Disseminação em massa nos espaços do cotidiano
Com a iminente conversão da proposta em lei, a divulgação do canal telefônico de denúncias deixará de ser uma ação pontual para se transformar em uma política pública permanente e capilarizada. O texto aprovado estabelece que o governo federal deve promover campanhas contínuas e ostensivas de publicidade em veículos de comunicação de massa. Mas o grande diferencial prático reside na interiorização dessa informação nos locais por onde circulam milhões de cidadãos diariamente.
A obrigatoriedade de exposição do número de telefone alcança tanto a esfera pública quanto a iniciativa privada. O projeto lista uma série de espaços com grande fluxo de pessoas onde a sinalização do Ligue 180 passará a ser obrigatória. Entre esses pontos estratégicos estão as instituições de ensino, desde escolas até universidades, e os estabelecimentos voltados ao entretenimento, como casas de espetáculos e demais locais de diversão. Repartições públicas de todas as esferas, hospitais, clínicas e os próprios sistemas de transporte coletivo de massa — como ônibus, trens e metrôs — também servirão de suporte para as mensagens de conscientização.
Fortalecimento das políticas públicas de proteção
No relatório que fundamentou a votação favorável em plenário, a senadora Mara Gabrilli (PSD-SP) defendeu a urgência e a relevância da proposta. Segundo a parlamentar paulista, ampliar de forma drástica os canais de contato visual e auditivo com a população é uma medida que carrega um profundo impacto social e uma pertinência imediata diante do cenário de violência de gênero.

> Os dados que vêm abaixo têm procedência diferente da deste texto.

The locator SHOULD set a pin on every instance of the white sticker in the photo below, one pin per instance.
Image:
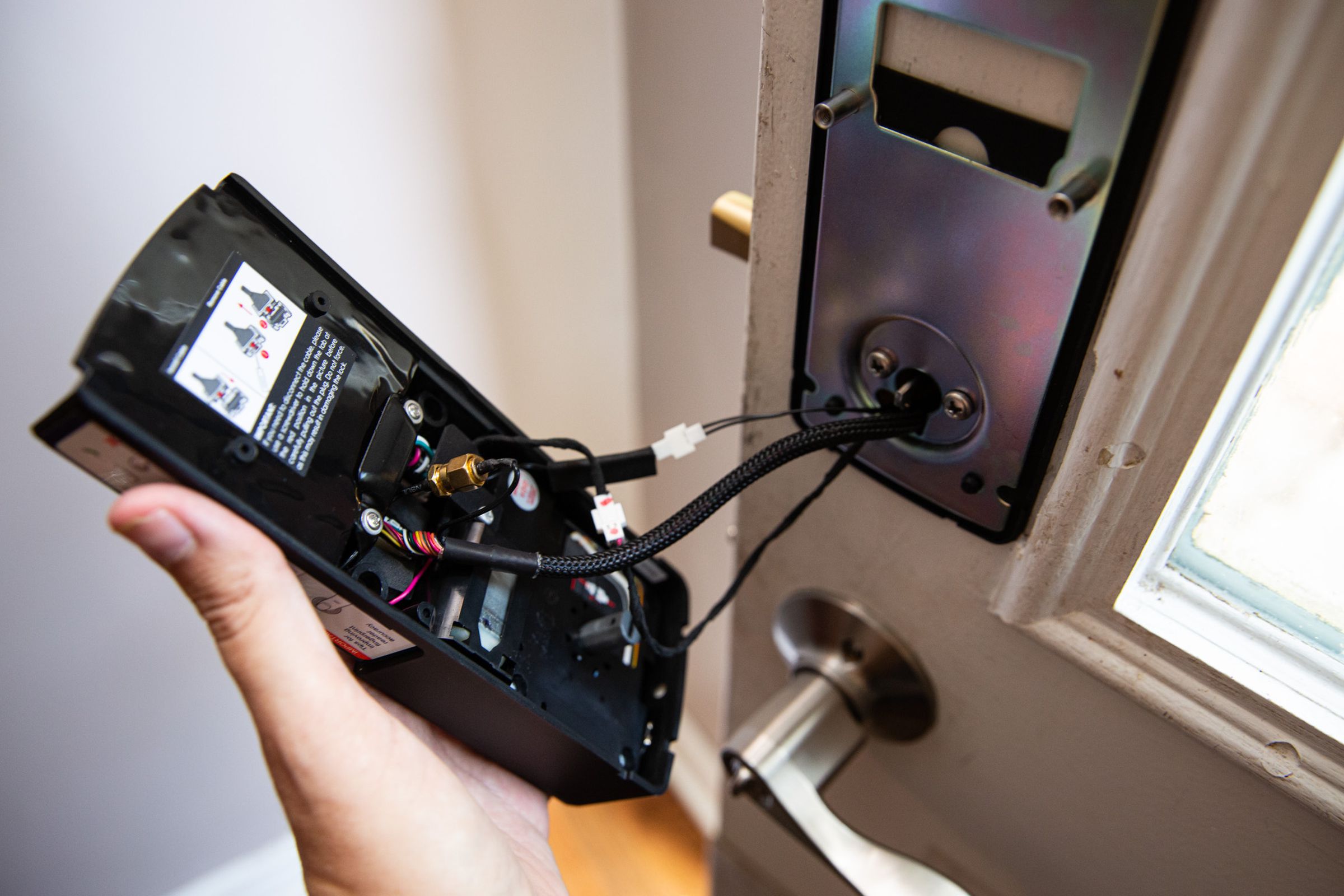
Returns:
(260, 362)
(106, 457)
(350, 628)
(528, 496)
(236, 359)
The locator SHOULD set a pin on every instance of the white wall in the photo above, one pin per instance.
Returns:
(432, 150)
(693, 72)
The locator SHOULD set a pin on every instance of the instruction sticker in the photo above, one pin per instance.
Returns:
(350, 628)
(261, 363)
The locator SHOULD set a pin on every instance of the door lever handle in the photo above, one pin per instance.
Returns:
(851, 679)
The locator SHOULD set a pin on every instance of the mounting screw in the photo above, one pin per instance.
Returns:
(958, 405)
(371, 520)
(881, 363)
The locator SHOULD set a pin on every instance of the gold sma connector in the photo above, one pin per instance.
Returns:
(463, 473)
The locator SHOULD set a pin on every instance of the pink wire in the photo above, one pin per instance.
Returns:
(412, 586)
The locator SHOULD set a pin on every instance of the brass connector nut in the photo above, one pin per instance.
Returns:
(460, 474)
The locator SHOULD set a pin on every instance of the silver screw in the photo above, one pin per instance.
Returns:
(881, 363)
(371, 520)
(958, 405)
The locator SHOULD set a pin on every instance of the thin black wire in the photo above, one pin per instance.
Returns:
(714, 426)
(832, 435)
(569, 445)
(514, 479)
(748, 566)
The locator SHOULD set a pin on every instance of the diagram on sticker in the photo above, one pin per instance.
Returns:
(237, 356)
(223, 393)
(268, 308)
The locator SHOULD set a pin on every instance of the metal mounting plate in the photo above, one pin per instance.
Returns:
(998, 291)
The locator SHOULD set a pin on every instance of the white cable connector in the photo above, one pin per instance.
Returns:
(609, 517)
(679, 441)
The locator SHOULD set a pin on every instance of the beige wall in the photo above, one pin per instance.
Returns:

Para a relatora do projeto, a massificação da publicidade em torno do número telefônico desempenha um papel duplo. De um lado, resolve o problema da falta de informação de muitas mulheres que sofrem agressões em silêncio por não saberem a quem recorrer. De outro, funciona como um elemento facilitador para que terceiros também denunciem abusos. Gabrilli pontuou que, ao disseminar amplamente a existência do canal, o Estado brasileiro potencializa a eficácia de toda a sua rede de proteção e as políticas de combate a crimes contra o público feminino.

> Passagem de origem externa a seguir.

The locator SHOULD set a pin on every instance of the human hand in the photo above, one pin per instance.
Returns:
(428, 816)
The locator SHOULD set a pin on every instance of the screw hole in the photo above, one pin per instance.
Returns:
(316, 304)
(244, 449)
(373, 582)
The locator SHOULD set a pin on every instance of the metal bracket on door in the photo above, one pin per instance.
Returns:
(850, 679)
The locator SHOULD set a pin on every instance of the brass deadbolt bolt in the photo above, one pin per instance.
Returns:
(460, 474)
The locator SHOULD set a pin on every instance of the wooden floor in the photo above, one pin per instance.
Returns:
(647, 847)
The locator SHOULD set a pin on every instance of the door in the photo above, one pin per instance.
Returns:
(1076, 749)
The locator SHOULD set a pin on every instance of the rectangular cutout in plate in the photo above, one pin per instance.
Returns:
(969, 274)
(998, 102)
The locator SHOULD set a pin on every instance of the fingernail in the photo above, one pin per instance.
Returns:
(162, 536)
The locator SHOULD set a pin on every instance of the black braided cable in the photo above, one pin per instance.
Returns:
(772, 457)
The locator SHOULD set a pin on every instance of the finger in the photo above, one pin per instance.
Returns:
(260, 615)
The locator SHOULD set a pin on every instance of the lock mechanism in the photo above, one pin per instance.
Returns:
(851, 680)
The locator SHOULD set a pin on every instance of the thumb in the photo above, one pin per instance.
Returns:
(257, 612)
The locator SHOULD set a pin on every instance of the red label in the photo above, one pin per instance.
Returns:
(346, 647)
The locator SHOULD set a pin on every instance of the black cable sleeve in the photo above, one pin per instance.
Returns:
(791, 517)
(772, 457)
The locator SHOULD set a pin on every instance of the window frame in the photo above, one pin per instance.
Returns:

O encaminhamento do texto para a sanção presidencial representa o último rito legislativo de um projeto que busca fechar as brechas de comunicação do Estado. Caso seja sancionado sem vetos pelo chefe do Executivo, o projeto se tornará lei federal, obrigando as concessionárias de transporte, empresas de eventos e órgãos públicos a se adaptarem à nova realidade de divulgação do serviço de acolhimento.